小説の誕生

小説の誕生

小説の誕生

ぼくにとって、保坂和志を読むことは翻訳をすることに似ている。いや、この人の日本語が読みにくいとかそういうことでは決してない。むしろ日常言語に限りなく近いことば(でもこの人や高橋源一郎の言い方でいえば「小説の言葉」)で小説を書き、小説を語ることのできるひとだと思う。問題は内容で、彼の語る小説観が僕のそれとは「ひょっとしたら言語レベルで違うんじゃないか?」と思えるくらい遠いので、相当集中しないと言っていることが半分もつかめないし、字面だけを追うことがないようにしているとおっそろしく読むのに時間がかかるのだ。というか僕は、彼の文章を読むときは翻訳をするときのようにちょっと息をとめて「えいやっ」と数行読み、もぐもぐと咀嚼して、という風にしてしか読みすすめられない。
それでもなぜ彼の文章を読むのかといえば、もちろん一つには今の日本で彼ほど小説について真剣に考えている小説家はいないんじゃないか、と思うからだ(高橋源一郎は小説家ではない)。
「小説の価値(この言葉には強い違和感があるがほかに見つからない)とは、読者の中に“何か”を現前させることにある」という彼の(言ってみればおっそろしくモダンな)小説観に賛同するかはともかく、彼の文章は断片断片で凄まじくものを考えさせる(この小学生みたいな言い回しもどうかと思うけれど)。というか保坂の文章自体僕にとっては読み終わったら何だか内容を忘れてしまうような種類のものだけれど、それは内容がないという意味ではなく、読んでいるそのときの強度そのものに価値があるようなものだからだろう。それはともかく、

「いい作品には説明はいらない」というのは、観客や読者を受動的な立場に囲い込むためのイデオロギーなのだ。
…(中略)…
観客や読者は「作品に考えてもらう人」ではなく、「作品と一緒に考える人」なのだ。「作品と一緒に考える」のであって、「作品について考える」のではない。

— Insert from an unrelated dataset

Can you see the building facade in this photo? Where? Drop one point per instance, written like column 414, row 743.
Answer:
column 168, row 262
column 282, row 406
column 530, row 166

この事実優位の思考法が私には気に入らない。思考が事実に負けていると言いたいし、負けなら負けで潔く事実を認めて起こらなかった仮定など考えるなといいたい。
誰に負けたくないのかって?この思考に向かってだ。
…(中略)…
起こらなかったことを起こったことによらずに考えることがどうすれば可能なのか──

人間というのは、「あれもできるこれもできる」という可能性に開かれた存在ではなくて、「これしかできない」というなけなしの選択肢を受け入れる存在なのだ。
意図は重要ではない。
それどころか、意図はもともとないのではないのか

といった断片を読むにつれ、僕は自分自身の小説観が(すなわち、世界観が)揺すぶられるのを感じる。そしてそれと同じくらいそれに反発する気持ちがわいてくるのだが、これが彼の文章をよむ第二の理由だ。というか正確に言えば、そういった精神の状態になるために彼の文章を理解しようとするその困難、その過程自体が気持ちよくて、小説観が揺すぶられるだといったことはその二次的なものなのかもしれない。
つまり彼の小説観と僕の小説観(と言えるほど確立しているわけでも真剣に考えているわけでもないけれど)の距離そのもの、正確に言えばその距離をなんとか縮めようとする営み自体が快い─というか本当に苦しいんだけれど、その苦しさが快い、わけでもなく、苦しさを苦しさとして味わえるというか─ということなのだろう。
追いつくことは永遠に不可能でも、一歩でもその智に近づこうとしている一人の研究者の言葉を紐解くならば、

しかし、そもそもものを読むとは、他人になること、同一になれるはずもないものに同一化することだ。…同一化と欲望とは区別がつかない以上、読むことは原理的に性的かつ無作法なものでしかありえない。要するにわたしは、たとえ自分勝手な愛しかたであっても、すべての人を愛したい。他人の気持ちを感じ取るという性的な歓びがなければ、そもそもなぜ書物など読むのか。(村山敏勝『(見えない)欲望へ向けて』)

ようするに、そういうことなんだろう。